As is evident from the table and FIG. 1, individuals having a high ratio of NT-proBNP/GDF-15 suffer from a cardiac disorder, whereas individuals having a ration of <0.12 suffer from a different disorder.

Claims

1. A method for diagnosing a cardiac disorder in a subject, the method comprising

providing a sample from the subject,

determining an amount of a natriuretic peptide in the sample,

determining an amount of growth differentiation factor 15 (GDF-15) in the sample, and

calculating a ratio of natriuretic peptide to GDF-15 from the amounts determined, wherein a diagnosis of cardiac disorder in the subject is made based on the ratio calculated.

2. The method of claim 1, wherein a ratio of ≧0.10 is indicative of a cardiac disorder.

3. The method of claim 1, wherein a ratio of ≧0.12 is indicative of a cardiac disorder.

4. The method of claim 1, wherein a ratio of ≧0.15 is indicative of a cardiac disorder.

5. The method of claim 1, wherein the cardiac disorder is myocardial dysfunction, with or without heart failure, or acute coronary syndrome.

6. The method of claim 1, wherein the cardiac disorder is heart failure.

7. The method of claim 6, wherein the heart failure is symptomless.

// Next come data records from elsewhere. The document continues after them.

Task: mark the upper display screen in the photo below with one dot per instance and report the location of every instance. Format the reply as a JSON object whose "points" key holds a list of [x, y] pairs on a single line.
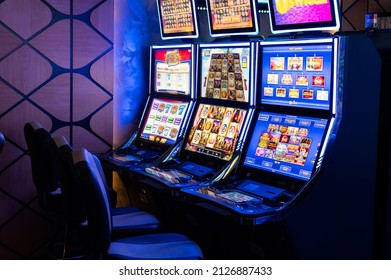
{"points": [[296, 16], [285, 144], [215, 131], [172, 70], [177, 19], [232, 17], [163, 121], [297, 75], [225, 72]]}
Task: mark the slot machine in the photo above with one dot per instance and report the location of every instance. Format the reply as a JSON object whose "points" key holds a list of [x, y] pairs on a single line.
{"points": [[167, 111], [171, 93], [211, 148], [300, 190]]}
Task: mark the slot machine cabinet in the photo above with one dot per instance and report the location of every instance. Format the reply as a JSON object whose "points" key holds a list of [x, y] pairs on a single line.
{"points": [[216, 132]]}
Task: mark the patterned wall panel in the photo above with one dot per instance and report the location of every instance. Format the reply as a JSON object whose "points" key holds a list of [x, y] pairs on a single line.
{"points": [[56, 68]]}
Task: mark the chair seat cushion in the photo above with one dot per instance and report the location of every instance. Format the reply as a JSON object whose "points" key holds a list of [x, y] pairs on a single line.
{"points": [[155, 246], [131, 218]]}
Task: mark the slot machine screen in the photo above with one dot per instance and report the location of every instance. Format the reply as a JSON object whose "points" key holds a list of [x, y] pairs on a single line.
{"points": [[283, 144], [297, 75], [215, 131], [225, 72], [297, 16], [163, 121], [172, 69], [177, 19], [227, 17]]}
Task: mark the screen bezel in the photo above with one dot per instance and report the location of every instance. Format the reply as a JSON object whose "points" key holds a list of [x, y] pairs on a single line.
{"points": [[294, 43], [332, 25], [157, 146], [178, 35], [210, 161], [153, 74], [276, 179], [234, 31]]}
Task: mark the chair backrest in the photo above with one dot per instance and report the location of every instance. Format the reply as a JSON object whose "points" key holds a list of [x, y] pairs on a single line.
{"points": [[73, 207], [44, 174], [2, 141], [89, 173]]}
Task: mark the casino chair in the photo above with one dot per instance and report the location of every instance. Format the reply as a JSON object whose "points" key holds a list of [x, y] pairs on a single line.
{"points": [[2, 141], [44, 173], [89, 173], [126, 220]]}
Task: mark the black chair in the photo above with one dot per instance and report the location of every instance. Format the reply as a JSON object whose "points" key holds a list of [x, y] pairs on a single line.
{"points": [[44, 173], [126, 220], [88, 172], [2, 141]]}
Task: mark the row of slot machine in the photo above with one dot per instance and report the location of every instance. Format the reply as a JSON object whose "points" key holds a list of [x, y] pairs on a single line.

8. The method of claim 1, wherein the natriuretic peptide is selected from the group consisting of brain natriuretic peptide (BNP), N-terminal pro brain natriuretic peptide (NT-proBNP), atrial natriuretic peptide (ANP), and N-terminal pro atrial natriuretic peptide (NT-proANP).

9. The method of claim 8, wherein the natriuretic peptide is NT-proBNP.

10. The method of claim 1, wherein a ratio of <0.1 is indicative of a disease other than cardiac disorder.

11. A device for diagnosing a cardiac disorder in a subject exhibiting atrial fibrillation, the device comprising

a means for determining an amount of a natriuretic peptide in a sample from the subject,

a means for determining an amount of growth differentiation factor 15 (GDF-15) in the sample from the subject,

optionally a means for calculating a ratio of natriuretic peptide to GDF-15 from the amounts determined, and

optionally a means for diagnosing a cardiac disorder in the subject from the ratio calculated.

12. A kit adapted for carrying out the method of claim 1, wherein the kit comprises

instructions for carrying out the method,

components for determining an amount of a natriuretic peptide in a sample from the subject,

components for determining an amount of growth differentiation factor 15 (GDF-15) in a sample from the subject,

optionally a means for calculating a ratio of natriuretic peptide to GDF-15 from the amounts determined, and

optionally a means for diagnosing a cardiac disorder in the subject from the ratio calculated.